Now he knows why it was there!
Who says you can’t potty train a man?
The image caption reads:
In Amsterdam, the tile under Schiphol’s urinals would pass inspection in an operating room. But nobody notices. What everybody does notice is that each urinal has a fly in it. Look harder, and the fly turns into the black outline of a fly, etched into the porcelain. It improves the aim. If a man sees a fly, he aims at it. Fly-in-urinal research found that etchings reduce spillage by 80%. It gives a guy something to think about. That’s the perfect example of process control.
Detailed Analysis
According to a message that has circulated in various forms for several years, an image that comes with the message depicts a urinal with a fly etched into the porcelain of the bowl.
The message claims that the fly etching was placed in such a strategic position as a means of improving the aim of the urinal’s users, thereby significantly reducing spillage and keeping the facility cleaner. The idea is that men using the urinal will almost instinctively aim at the fly with the intent of washing it down the drain and, as a result, spillage caused by poor aim and inattention will be curtailed.
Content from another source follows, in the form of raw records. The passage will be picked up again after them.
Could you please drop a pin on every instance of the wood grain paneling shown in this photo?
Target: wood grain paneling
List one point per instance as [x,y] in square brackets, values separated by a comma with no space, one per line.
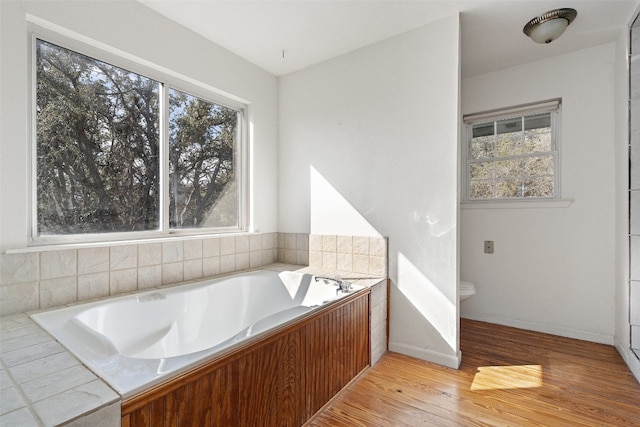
[281,379]
[508,377]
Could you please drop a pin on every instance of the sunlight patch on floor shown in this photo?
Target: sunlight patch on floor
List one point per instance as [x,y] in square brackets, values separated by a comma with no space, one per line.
[507,377]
The message notes that the picture of the urinal fly was taken at the Schiphol Airport in Amsterdam, Netherlands.
The information in the message is true. Images of flies are indeed included on urinals at Schiphol Airport and have also been reported at various other locations including, Munich airport in Germany, Changi Airport in Singapore, and JFK Airport in New York City. Many other photographs of the Schiphol Airport urinal flies are also available online.
Toilet fly stickers are also for sale via various websites for use at home or in public toilets. One such site, “Toilet Marksman” notes in its fly sticker description:
Our fly sticker in the urinal has been sold worldwide to thousands of homes, offices, bars, restaurants, schools and more. The reason our urinal fly is proving to be so popular is because it works! We receive lots of kind emails thanking us for our urinal fly and how it has really helped clean up a bathroom.
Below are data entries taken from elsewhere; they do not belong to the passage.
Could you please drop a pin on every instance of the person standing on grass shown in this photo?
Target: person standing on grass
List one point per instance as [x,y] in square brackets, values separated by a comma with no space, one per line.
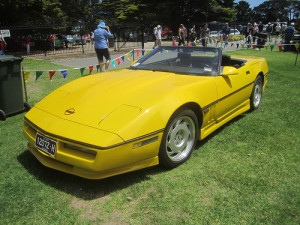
[181,35]
[101,34]
[51,41]
[157,34]
[226,32]
[269,31]
[2,45]
[204,35]
[27,44]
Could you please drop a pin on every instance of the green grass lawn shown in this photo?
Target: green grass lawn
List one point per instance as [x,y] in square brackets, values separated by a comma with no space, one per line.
[247,172]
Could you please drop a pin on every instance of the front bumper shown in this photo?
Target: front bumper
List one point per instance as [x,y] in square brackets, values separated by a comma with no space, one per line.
[89,160]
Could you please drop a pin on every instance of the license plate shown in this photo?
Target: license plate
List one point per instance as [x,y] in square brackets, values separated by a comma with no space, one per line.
[45,144]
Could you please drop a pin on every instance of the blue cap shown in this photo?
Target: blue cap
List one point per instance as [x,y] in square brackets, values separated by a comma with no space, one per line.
[102,24]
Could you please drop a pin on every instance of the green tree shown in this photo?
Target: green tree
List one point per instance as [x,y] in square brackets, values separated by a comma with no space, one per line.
[31,12]
[244,12]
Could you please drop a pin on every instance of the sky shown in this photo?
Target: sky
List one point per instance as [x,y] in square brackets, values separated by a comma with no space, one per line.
[253,3]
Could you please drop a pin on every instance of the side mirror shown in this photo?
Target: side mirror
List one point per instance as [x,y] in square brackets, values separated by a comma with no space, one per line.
[229,70]
[133,62]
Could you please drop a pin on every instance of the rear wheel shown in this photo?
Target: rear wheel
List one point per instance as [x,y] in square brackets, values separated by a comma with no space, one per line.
[256,95]
[27,106]
[179,139]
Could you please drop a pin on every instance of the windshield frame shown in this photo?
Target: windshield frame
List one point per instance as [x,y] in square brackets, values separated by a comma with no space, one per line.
[135,65]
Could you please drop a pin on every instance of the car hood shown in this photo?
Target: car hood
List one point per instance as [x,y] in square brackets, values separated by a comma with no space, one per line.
[109,100]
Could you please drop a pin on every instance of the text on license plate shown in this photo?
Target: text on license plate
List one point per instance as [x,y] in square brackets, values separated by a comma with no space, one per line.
[45,144]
A May 2003 article discussing urinal aiming issues published on The Straight Dope website notes:
Give men something higher to shoot for. Now we’re talking. Gary tells me that management at the international terminal of New York’s Kennedy airport specified that the image of a black fly be printed on the porcelain at the center of the back wall of every urinal. When given a target, it seems, men instinctively aim at it. The fly was originally introduced at the Schiphol airport in Amsterdam, where it supposedly reduced spillage by 80 percent.
And in the 2003 book, The Human Factor which provides an interesting look at the widening gap between people and technology, author Kim J. Vicente explains:
Years later, I learned of a creative design that took the idea of a user-friendly urinal one step further. If you go to the men’s washrooms at the Schiphol airport in Amsterdam, you may notice that there’s a fly in the urinals. So what do you think most men do? That’s right, they aim at the fly when they urinate. They don’t even think about it, and they don’t need to read a user’s manual; it’s just an instinctive reaction. The interesting feature of these urinals is that they’re deliberately designed to take advantage of this inherent human male tendency.
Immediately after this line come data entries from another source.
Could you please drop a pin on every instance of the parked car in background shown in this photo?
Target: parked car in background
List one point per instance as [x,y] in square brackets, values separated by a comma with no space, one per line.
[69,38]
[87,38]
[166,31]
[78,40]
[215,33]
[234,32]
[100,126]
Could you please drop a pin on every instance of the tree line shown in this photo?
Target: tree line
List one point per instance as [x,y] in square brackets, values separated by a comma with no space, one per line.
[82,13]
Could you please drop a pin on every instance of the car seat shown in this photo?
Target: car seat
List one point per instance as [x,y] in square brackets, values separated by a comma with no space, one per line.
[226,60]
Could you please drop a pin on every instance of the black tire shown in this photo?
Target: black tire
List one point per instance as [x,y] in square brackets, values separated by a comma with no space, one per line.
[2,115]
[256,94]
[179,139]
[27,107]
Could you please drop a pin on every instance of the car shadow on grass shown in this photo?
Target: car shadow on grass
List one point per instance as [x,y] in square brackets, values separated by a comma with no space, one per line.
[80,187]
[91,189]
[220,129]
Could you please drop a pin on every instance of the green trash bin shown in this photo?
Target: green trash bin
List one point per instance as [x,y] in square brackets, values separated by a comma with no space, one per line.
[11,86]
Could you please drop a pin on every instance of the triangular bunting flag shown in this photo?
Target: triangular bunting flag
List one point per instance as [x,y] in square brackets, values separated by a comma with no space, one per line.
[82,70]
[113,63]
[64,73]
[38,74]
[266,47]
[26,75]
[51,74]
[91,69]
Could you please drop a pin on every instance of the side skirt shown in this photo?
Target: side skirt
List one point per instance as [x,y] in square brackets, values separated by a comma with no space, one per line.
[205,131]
The fly isn’t really a fly. It’s a drawing of a fly, permanently etched onto the porcelain. And the etching isn’t placed in just any old location on the urinal. On the contrary, it’s been strategically etched into the “sweet spot” of the urinal, the point of curvature that minimizes splash back. (‘The Human Factor’, 2003, Kim J. Vicente, Routledge, pp 85, 86)
Some reports indicate that the fly-in-the-urinal idea was conceived by Dutch maintenance man Jos Van Bedoff. During his time as a soldier, Van Bedoff reportedly noticed that the placement of small red dots in barracks urinals seemed to cut “misdirected flow” significantly. Decades later, Van Bedoff suggested the idea to the airport board of directors – using fly images rather than red dots.
Interestingly, some 19th-century British chamber pots and urinals also featured insects, mostly bees, etched into their surfaces. However, it is unclear if the purpose of these bee images was actually intended to improve aim. It may have been just decoration or even intended as something of a humorous play on words.
Some commentators have noted that the Latin for “bee” is “apis”, hence a chamber bot with a bee picture might be considered “apis pot”. (Many educated Victorians were likely to be familiar with Latin words and phrases).
Of course, without access to concrete data, which I’d suggest is probably a little hard to come by, it’s hard to ascertain for sure if the “fly in the urinal” technique does really reduce mess by 80%.
But, from a male perspective, I’d suggest that the idea really is likely to work as described more often than not.